Security researchers discovered multiple vulnerabilities in Volkswagen and Audi vehicles that open them up to remote hacking. The flaws in the Volkswagen Group’s Harman-manufactured in-vehicle infotainment (IVI) system could allow an attacker to remotely access the microphone, speakers, and navigation system. Put another way, an attacker could turn the microphone on or off, eavesdrop on conversations, and track a car in real time.
After testing on an Audi A3 Sportback e-tron and the Volkswagen Golf GTE, Daan Keuper and Thijs Alkemade, security researchers from the Dutch firm Computest, found that the flaws in the IVI system, referred to as the modular infotainment platform (MIB), could be remotely exploited via the internet.
An attacker could use the car’s Wi-Fi connection to remotely exploit an exposed port and ultimately gain access to the vehicle’s infotainment system. In a press release, the researchers warned:
Under certain conditions, attackers could listen in to conversations the driver is conducting via a car kit, turn the microphone on and off, as well as gaining access to the complete address book and the conversation history. Furthermore, due to the vulnerability, there is the possibility of discovering through the navigation system precisely where the driver has been and to follow the car live wherever it is at any given time.
Their research paper (pdf) states:
We can remotely compromise the MIB IVI system and from there send arbitrary CAN messages on the IVI CAN bus. As a result, we can control the central screen, speakers, and microphone. This is a level of access that no attacker should be able to achieve.
They had managed remote code execution via the internet, could control RCC, and could send arbitrary CAN messages. The next step would have been to attempt to actually control the car’s safety critical components — things dealing with the vehicle’s braking and acceleration system.
Computest said, “After careful consideration, we decided to discontinue our research at this point, since this would potentially compromise intellectual property of the manufacturer and potentially break the law.”
The researchers reported the flaws to Volkswagen’s external lawyer in July 2017 because the company had no responsible disclosure policy on its website. They met with Volkswagen in August 2017.
During our meeting with Volkswagen, we had the impression that the reported vulnerability and especially our approach was still unknown. We understood in our meeting with Volkswagen that, despite it being used in tens of millions of vehicles world-wide, this specific IVI system did not undergo a formal security test and the vulnerability was still unknown to them. However, in their feedback for this paper Volkswagen stated that they already knew about this vulnerability.
After looking into the vulnerabilities, Volkswagen told the researchers in October 2017 that it was “not going to publish a public statement.” Instead, VW said it was willing to review the researchers’ paper and check the facts.
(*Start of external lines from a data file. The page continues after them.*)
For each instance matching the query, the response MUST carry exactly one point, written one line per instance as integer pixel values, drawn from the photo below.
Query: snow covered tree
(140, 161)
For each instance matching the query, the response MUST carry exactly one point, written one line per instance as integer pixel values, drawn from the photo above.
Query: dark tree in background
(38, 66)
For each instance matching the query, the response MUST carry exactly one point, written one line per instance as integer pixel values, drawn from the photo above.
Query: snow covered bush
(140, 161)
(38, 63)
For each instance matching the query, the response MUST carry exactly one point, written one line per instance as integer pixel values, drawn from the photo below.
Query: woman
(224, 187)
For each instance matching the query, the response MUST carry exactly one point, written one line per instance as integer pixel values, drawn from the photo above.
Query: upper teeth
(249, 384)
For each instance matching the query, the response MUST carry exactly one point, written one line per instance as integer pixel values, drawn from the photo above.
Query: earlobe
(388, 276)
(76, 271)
That review was completed in February 2018.
In April 2018, right before the paper was released to the public, Volkswagen provided us with a letter that confirms the vulnerabilities and mentions that they have been fixed in a software update to the infotainment system. This means that cars produced since this update are not affected by the vulnerabilities we found.
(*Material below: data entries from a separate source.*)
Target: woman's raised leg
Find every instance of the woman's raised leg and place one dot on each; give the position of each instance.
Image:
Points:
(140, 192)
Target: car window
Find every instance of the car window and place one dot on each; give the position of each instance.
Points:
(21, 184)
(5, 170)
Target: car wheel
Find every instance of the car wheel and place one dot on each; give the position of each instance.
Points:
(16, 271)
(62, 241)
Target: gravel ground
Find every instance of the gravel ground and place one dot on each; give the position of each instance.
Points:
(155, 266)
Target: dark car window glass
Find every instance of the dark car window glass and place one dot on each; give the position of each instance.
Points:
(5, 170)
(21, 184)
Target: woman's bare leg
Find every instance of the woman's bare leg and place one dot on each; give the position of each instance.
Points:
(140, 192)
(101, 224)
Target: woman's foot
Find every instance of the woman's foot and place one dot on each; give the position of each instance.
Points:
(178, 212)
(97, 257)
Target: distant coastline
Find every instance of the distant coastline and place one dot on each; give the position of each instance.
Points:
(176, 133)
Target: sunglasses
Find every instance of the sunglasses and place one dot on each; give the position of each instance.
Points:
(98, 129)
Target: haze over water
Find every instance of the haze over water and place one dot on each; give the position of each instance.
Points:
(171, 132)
The researchers noted, “Based on our experience, it seems that cars which have been produced before are not automatically updated when being serviced at a dealer, thus are still vulnerable to the described attack.”
I encourage you to read their research paper, which delves into their attack strategy and technical system details, but it does not fully disclose the details of the remotely exploitable vulnerability because that, they believe, would be “irresponsible.”
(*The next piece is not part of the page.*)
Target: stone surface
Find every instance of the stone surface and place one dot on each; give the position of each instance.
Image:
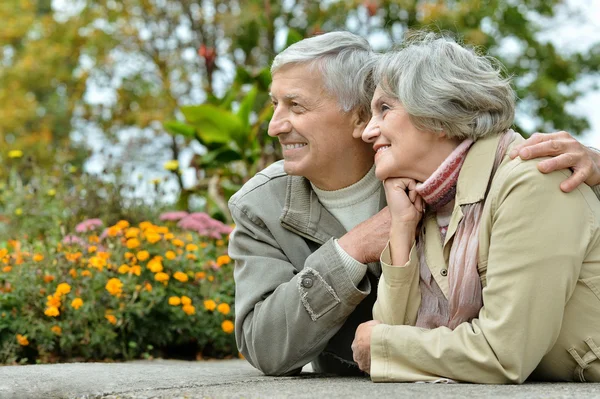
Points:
(236, 379)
The researchers said they want to protect future cars but ask, “What about the cars of today or cars that were shipped last week? They often don’t have the required capabilities (such as over-the-air updates) but will be on our roads for the next fifteen years. We believe they currently pose the real threat to their owners, having drive-by-wire technology in cars that are internet-connected without any way to reliably update the entire fleet at once.”
The hacked car models were from 2015, so if you have an Audi or Volkswagen, then contact to your dealer and ask about a software update.